Wrong result when parsing escaped unicode characters
m1dnight opened this issue · comments
I tried parsing some Excel files that contain newlines, and encountered some errors while parsing the file.
Input
If in an Excel sheet, a cell contains a newline, that unicode value is not allowed in the standard. Therefore Excell stores it as _x000D_
.
An underscore is also not allowed, and that one is encoded as _x005F_
.
This means that a carriage return is encoded as _x005F_x000D_
.
A document with a newline is properly parsed by the library.
I do have an Excel (that I cannot share) that is wrongly parsed.
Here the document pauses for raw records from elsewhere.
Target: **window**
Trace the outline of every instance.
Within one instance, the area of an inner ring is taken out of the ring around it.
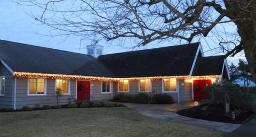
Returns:
[[[28,95],[45,95],[46,88],[44,79],[29,79],[29,82]]]
[[[97,49],[96,50],[96,53],[98,55],[102,55],[102,50],[101,50],[100,49]]]
[[[102,81],[102,89],[101,93],[111,93],[111,82],[109,81]]]
[[[119,91],[118,92],[129,92],[129,85],[128,80],[119,80],[118,82]]]
[[[151,81],[150,79],[140,80],[140,92],[151,92]]]
[[[1,87],[0,87],[0,96],[4,95],[4,90],[5,90],[5,77],[4,76],[0,76],[0,83]]]
[[[94,51],[93,50],[93,48],[88,49],[87,52],[88,52],[89,55],[92,55],[94,53]]]
[[[177,92],[177,82],[176,79],[164,79],[163,80],[163,92]]]
[[[61,80],[61,79],[57,79],[56,80],[56,88],[55,90],[58,88],[59,88],[61,90],[61,93],[62,94],[69,94],[69,82],[67,80]]]

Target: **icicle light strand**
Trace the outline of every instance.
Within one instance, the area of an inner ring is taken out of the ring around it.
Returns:
[[[61,79],[67,80],[99,80],[99,81],[118,81],[121,80],[129,80],[129,81],[139,80],[141,79],[150,79],[153,81],[162,80],[163,79],[175,78],[178,80],[193,80],[193,79],[219,79],[221,75],[206,75],[206,76],[189,76],[188,75],[184,76],[149,76],[149,77],[138,77],[138,78],[105,78],[99,76],[91,76],[83,75],[63,75],[63,74],[45,74],[45,73],[36,73],[28,72],[14,72],[13,76],[17,78],[43,78],[43,79]]]

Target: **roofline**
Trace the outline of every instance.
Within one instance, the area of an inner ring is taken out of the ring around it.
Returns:
[[[176,78],[183,79],[187,78],[190,79],[191,78],[198,78],[205,77],[219,77],[220,75],[202,75],[202,76],[189,76],[189,75],[173,75],[173,76],[148,76],[148,77],[134,77],[134,78],[107,78],[93,76],[83,76],[83,75],[74,75],[66,74],[54,74],[47,73],[37,73],[29,72],[14,72],[13,76],[17,78],[31,77],[31,78],[63,78],[66,79],[76,79],[76,80],[101,80],[101,81],[118,81],[120,80],[127,79],[130,80],[136,80],[145,79],[151,79],[154,80],[162,79]]]
[[[101,55],[99,56],[107,56],[107,55],[115,55],[115,54],[123,54],[123,53],[131,53],[131,52],[141,52],[141,51],[145,51],[145,50],[153,50],[153,49],[161,49],[161,48],[168,48],[168,47],[178,47],[178,46],[189,46],[191,44],[195,44],[199,43],[200,45],[200,42],[194,42],[194,43],[190,43],[190,44],[180,44],[178,45],[172,45],[172,46],[168,46],[166,47],[157,47],[157,48],[150,48],[150,49],[141,49],[141,50],[133,50],[133,51],[129,51],[129,52],[121,52],[121,53],[111,53],[111,54],[105,54],[105,55]]]
[[[203,53],[203,49],[202,48],[201,43],[199,43],[199,46],[197,48],[197,50],[196,51],[196,55],[195,56],[195,58],[194,59],[193,64],[192,64],[192,67],[191,67],[190,72],[189,73],[189,76],[192,75],[192,73],[193,73],[194,68],[195,67],[195,65],[196,65],[196,59],[197,59],[197,57],[198,56],[199,51],[201,52],[202,56],[204,57],[204,55]]]
[[[227,73],[228,73],[228,78],[229,80],[230,79],[230,75],[229,74],[229,71],[228,70],[228,62],[227,61],[227,59],[225,58],[224,59],[224,62],[223,63],[223,66],[222,66],[222,70],[221,71],[221,76],[223,76],[223,73],[224,72],[224,68],[226,67],[226,70],[227,71]]]
[[[0,58],[0,61],[2,64],[4,65],[4,66],[10,71],[10,72],[11,72],[12,74],[13,74],[13,73],[14,73],[13,70],[12,70],[12,69],[11,67],[10,67],[10,66],[3,59]]]
[[[30,45],[30,44],[28,44],[17,42],[14,42],[14,41],[9,41],[9,40],[3,40],[3,39],[0,39],[0,40],[10,42],[16,43],[16,44],[22,44],[22,45],[25,45],[25,46],[34,46],[34,47],[39,47],[39,48],[47,48],[47,49],[52,49],[52,50],[59,50],[59,51],[61,51],[61,52],[69,52],[69,53],[74,53],[74,54],[81,54],[81,55],[84,55],[91,56],[91,55],[86,54],[76,53],[76,52],[64,50],[61,50],[61,49],[55,49],[55,48],[49,48],[49,47],[43,47],[43,46],[37,46],[37,45]]]

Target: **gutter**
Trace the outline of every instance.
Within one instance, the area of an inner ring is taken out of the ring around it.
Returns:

But this might be because of an older version of Excel that made the file, because as soon as I open and save it with my Excel version it works fine.
When a cell contains the literal string _x000D_
it is parsed as _x005F_x000D_
.
Guess
I have yet to find a specific reason why this happens, but I found this which states that some unicode characters are not allowed in XML 1.0 and therefore they are escaped as xHHHH. The underscore in the prefix is also escaped with _x005F
, which results in the entire string being represented as _x005F_x000D_
.
This link tells us that CR is escaped and that the first underscore of its escaped representation is also escaped, leading a CR to be represented as _x005F_x000D_
.
Proof
I have a test case in m1dnight@c335061 this commit that shows the behavior.
I'm not sure though, if this is a bug in SAX or not.
Any ideas on how to proceed?